Translation: To make it work in your local environment, in that directory
python
$ bundle install
And then
python
$ jekyll serve
Ka
python
$ bundle exec jekyll serve
Please ☆
It was said that, when I hit these at the command prompt as instructed, This time it's done!
Edit _config.yml
in the directory. The writing method is as shown in the example. I think there are various additions depending on the template, but please read the README of the template and do your best.
python
title:This is the blog name
description:Please explain
baseurl: "" #Only double quotes are fine
url: "https://hogehoge.github.io/"
Basically, you can post an article by creating a markdown in the _post folder and pushing it remotely. As for the format, this depends on the template used, so refer to the README for that template.

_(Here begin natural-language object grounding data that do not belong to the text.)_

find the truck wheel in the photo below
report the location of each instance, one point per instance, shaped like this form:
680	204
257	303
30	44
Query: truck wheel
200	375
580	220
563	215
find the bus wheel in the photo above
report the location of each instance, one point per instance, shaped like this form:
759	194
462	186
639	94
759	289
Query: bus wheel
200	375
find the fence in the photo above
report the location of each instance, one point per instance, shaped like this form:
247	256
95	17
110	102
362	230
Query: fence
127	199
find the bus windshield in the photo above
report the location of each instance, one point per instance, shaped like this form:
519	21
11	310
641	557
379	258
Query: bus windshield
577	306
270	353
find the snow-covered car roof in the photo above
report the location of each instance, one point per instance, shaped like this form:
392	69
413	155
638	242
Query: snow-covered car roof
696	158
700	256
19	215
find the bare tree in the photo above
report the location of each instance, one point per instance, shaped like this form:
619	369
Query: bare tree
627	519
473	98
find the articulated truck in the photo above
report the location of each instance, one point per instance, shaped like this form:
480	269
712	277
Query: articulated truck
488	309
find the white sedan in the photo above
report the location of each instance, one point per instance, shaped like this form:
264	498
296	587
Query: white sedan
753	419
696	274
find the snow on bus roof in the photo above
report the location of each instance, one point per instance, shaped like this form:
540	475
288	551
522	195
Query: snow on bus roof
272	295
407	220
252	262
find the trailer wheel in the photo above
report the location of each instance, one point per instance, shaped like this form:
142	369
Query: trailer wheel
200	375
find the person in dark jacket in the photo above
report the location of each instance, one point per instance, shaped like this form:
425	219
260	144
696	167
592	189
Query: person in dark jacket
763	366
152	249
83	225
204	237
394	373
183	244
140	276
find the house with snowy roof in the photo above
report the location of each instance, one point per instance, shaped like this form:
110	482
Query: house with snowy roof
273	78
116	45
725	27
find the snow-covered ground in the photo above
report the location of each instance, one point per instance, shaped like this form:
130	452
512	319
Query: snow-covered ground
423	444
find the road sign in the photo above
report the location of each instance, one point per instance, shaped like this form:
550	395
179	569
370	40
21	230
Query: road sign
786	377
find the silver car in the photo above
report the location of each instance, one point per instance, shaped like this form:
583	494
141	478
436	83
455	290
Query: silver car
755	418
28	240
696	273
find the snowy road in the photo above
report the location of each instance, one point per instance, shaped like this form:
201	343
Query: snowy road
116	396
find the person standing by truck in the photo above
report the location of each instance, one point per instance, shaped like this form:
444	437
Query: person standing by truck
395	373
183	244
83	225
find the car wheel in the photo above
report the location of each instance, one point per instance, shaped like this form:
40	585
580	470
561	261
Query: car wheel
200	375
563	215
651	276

I think that you may change the design slightly to your liking based on the template. In that case, please play with css by yourself. I will omit how to play with it. (I don't think people who can't mess with it at all will not create a blog on GitHub Pages.) My template uses scss, and the design collapsed and I got stuck for a moment, but once I installed Node.js, it worked fine. It's done.
――GitHub Pages and Jekyll that can be customized so far for free are amazing! --Clone the template and copy and paste it to your repository. --If it doesn't work, read the README carefully!
This is Shirokuma @ Cucumber!
Shirokuma @ Cucumber's Blog is a blog created through this article. I will do my best to update it, so please come!